As such, some Chinese companies have been leaving Iran, the source said. For example, the chief representative of Cosco in Iran will fly back to China soon and the Bank of Kunlun, the key Chinese conduit for transactions with Iran, halted business in Iran in late April, he noted.
The businessman added that CNPC and Sinopec are closely watching the situation and will "certainly" suspend their businesses in the near future. "How to buy oil from other sources is of big concern to them," he said.
Even if Chinese oil companies choose to stay in Iran, they may have a hard time importing high-tech equipment for oil exploration, as some key parts are purchased from US allies such as France and Germany, the source noted.

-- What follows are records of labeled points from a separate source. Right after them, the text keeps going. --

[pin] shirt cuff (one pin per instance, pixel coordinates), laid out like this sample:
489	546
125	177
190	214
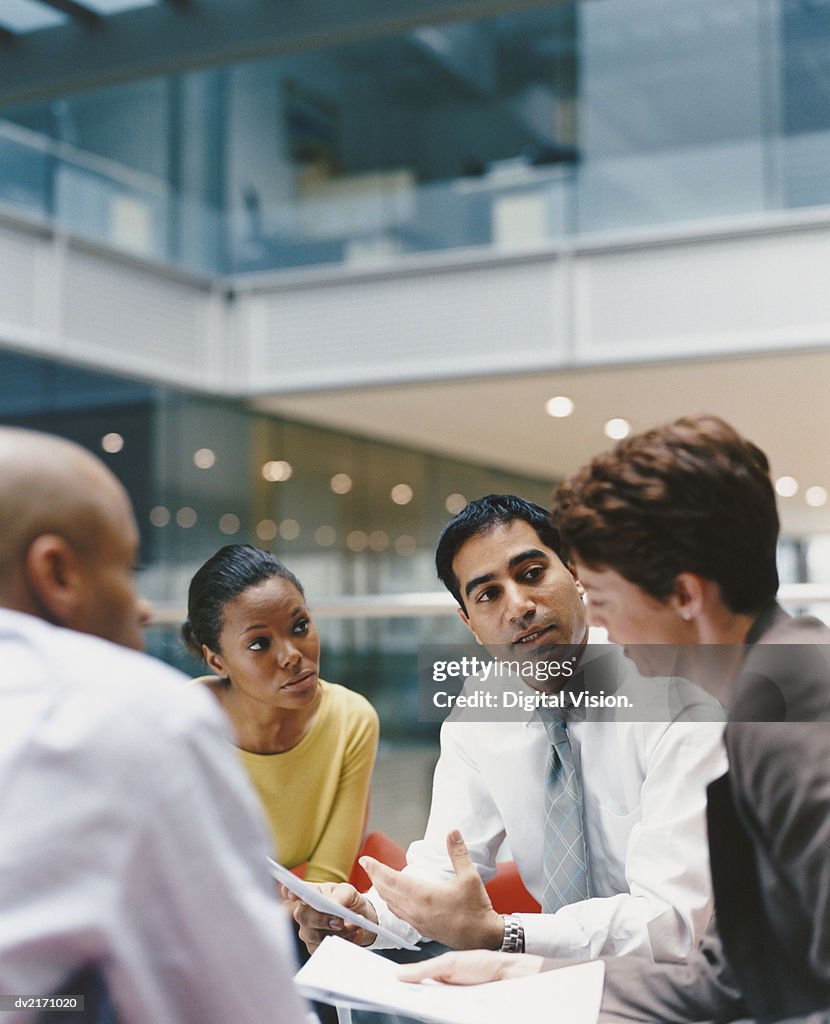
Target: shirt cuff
392	923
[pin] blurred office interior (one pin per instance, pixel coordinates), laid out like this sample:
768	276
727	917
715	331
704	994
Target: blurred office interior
312	275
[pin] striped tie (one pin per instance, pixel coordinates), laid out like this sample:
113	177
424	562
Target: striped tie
565	858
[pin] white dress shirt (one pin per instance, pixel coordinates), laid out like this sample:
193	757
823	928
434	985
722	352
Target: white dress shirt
644	811
131	839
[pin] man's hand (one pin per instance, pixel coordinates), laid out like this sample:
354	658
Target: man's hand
459	913
473	968
315	926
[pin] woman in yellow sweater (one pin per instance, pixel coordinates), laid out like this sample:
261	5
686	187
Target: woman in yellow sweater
308	745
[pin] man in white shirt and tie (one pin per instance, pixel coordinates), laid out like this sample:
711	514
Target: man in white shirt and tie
645	889
134	852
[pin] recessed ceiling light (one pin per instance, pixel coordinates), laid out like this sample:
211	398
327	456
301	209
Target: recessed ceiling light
786	486
276	471
816	497
204	459
401	494
559	407
112	442
617	428
341	483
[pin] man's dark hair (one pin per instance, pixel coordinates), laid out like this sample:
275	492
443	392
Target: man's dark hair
224	577
690	497
481	515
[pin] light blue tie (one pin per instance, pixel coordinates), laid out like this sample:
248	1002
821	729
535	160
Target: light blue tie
565	858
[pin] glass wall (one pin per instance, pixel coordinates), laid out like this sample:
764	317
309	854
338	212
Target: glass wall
350	516
507	131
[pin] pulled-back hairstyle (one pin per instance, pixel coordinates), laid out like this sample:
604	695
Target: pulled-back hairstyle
690	497
226	574
481	515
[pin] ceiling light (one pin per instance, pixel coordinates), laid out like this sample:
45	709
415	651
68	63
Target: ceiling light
112	442
401	494
617	428
559	407
277	471
341	483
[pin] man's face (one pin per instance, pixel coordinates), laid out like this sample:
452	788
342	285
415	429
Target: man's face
520	598
112	607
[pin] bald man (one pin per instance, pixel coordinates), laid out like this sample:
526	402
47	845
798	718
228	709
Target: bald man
132	847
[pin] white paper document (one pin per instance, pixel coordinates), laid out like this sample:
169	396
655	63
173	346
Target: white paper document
342	973
308	894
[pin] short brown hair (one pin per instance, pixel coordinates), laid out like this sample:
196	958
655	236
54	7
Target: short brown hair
690	497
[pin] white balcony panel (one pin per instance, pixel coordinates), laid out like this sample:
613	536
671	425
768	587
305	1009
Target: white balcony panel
748	291
18	261
449	321
132	317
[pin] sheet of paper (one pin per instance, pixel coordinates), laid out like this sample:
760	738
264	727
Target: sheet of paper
308	894
341	972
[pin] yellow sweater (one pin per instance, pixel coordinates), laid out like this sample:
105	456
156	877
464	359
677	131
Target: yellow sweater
315	795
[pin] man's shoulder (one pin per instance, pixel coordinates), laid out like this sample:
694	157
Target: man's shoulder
100	685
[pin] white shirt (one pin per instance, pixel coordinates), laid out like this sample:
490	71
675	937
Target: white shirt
644	812
130	839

Chinese companies which have expanded into overseas markets - in addition to Iran - are also concerned that they could suffer from US retaliation by other financial tools, such as being cut off from the US-controlled Society for Worldwide Interbank Financial Communications (SWIFT), if they did not abide by the sanctions.
SWIFT is a financial service messaging company vital for cross-border payments. Being blocked by the system means the user cannot either pay for imports or receive payments for exports.
As China-US trade talks enter a crucial stage, the US is looking for a new bargaining chip and China's oil imports from Iran could be the Trump administration's choice, Hua said.
Aside from China, other countries affected by the unilateral US action also expressed their opposition and concerns. The Voice of America quoted Turkish Foreign Minister Mevlut Cavusoglu as saying on Thursday that "This would have a cost. However you look at it, the unilateral decision made by the US is adversely affecting everyone," and "The US should review its decisions."
Indian Foreign Minister Sushma Swaraj also called for "flexibility"from the US when she called US Secretary of State Mike Pompeo.
Hua Liming is a senior fellow of Chongyang Institute for Financial Studies at Renmin University of China.